As a child, I went to Sunday School, and at the age of 10, was confirmed into the church; within two years I’d had enough, and quit, so was perfectly able to make my own decision, yet you wouldn’t allow that choice. Education is the tool with which a child is prepared for the big, wide world, and to make decisions for himself/herself, yet you, because of your prejudices, would deny him/her that right.
Why stop there? Don’t teach them a foreign language, until they’re old enough to decide if they want to speak to foreigners; don’t teach them science until they can decide if science is for them; don’t let them play sport, until they can choose which sport they want to do; don’t teach history in case they learn how people have killed each other, and might get the idea.
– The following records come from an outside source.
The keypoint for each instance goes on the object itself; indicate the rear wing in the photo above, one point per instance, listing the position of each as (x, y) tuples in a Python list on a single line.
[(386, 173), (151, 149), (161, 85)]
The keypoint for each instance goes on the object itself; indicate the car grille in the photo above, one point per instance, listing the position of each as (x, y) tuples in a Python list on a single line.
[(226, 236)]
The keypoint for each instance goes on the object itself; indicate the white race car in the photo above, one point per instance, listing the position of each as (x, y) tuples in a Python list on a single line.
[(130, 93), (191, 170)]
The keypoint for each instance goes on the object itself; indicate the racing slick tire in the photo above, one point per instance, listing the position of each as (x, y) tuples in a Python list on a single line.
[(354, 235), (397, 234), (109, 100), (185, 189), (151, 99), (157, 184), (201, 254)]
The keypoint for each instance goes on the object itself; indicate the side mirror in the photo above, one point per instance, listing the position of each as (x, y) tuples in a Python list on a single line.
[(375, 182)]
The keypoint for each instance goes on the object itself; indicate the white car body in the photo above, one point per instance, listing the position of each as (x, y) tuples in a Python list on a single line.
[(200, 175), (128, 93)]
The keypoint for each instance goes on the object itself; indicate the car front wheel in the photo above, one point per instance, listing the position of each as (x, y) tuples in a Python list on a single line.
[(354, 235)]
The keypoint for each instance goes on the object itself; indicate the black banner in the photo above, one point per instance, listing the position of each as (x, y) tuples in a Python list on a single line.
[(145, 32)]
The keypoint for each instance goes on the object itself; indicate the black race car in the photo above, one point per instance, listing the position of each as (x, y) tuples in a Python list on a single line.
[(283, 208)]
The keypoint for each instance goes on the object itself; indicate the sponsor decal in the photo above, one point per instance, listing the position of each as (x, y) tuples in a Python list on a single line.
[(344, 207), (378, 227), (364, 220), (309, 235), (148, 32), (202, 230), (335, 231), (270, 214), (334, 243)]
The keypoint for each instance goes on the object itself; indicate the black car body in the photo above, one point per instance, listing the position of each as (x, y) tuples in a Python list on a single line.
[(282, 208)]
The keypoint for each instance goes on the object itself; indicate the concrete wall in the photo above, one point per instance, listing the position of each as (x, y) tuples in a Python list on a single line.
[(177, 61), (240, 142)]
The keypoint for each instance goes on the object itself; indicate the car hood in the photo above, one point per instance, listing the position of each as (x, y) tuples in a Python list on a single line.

There is no difference between what you would do, and what the Taleban did by denying girls an education.
Because people actually speak different languages, science exists as does sport & history..
Nice try, stirrer; religions exist, as well, so why shouldn’t children be allowed to know about them?
Not mentioning god is NOT teaching atheism FFS, Here is it again in bold: Atheism is the default position, EVERYONE is born atheist until adults lie to them
Wrong, atheism is a disbelief in god, and it’s impossible to disbelieve something until you’re told about it. Everyone is born INNOCENT.
An absence of one thing doesn’t mean it must be something else. An absence of coconuts isn’t a Chevy any more than an absence of trees must mean you are in a desert.
And an absence of a cogent argument doesn’t make a statement true, either.
Would it help you if I typed slower or do you have a grown up nearby to explain words to you?
You really are a nasty piece of work, aren’t you?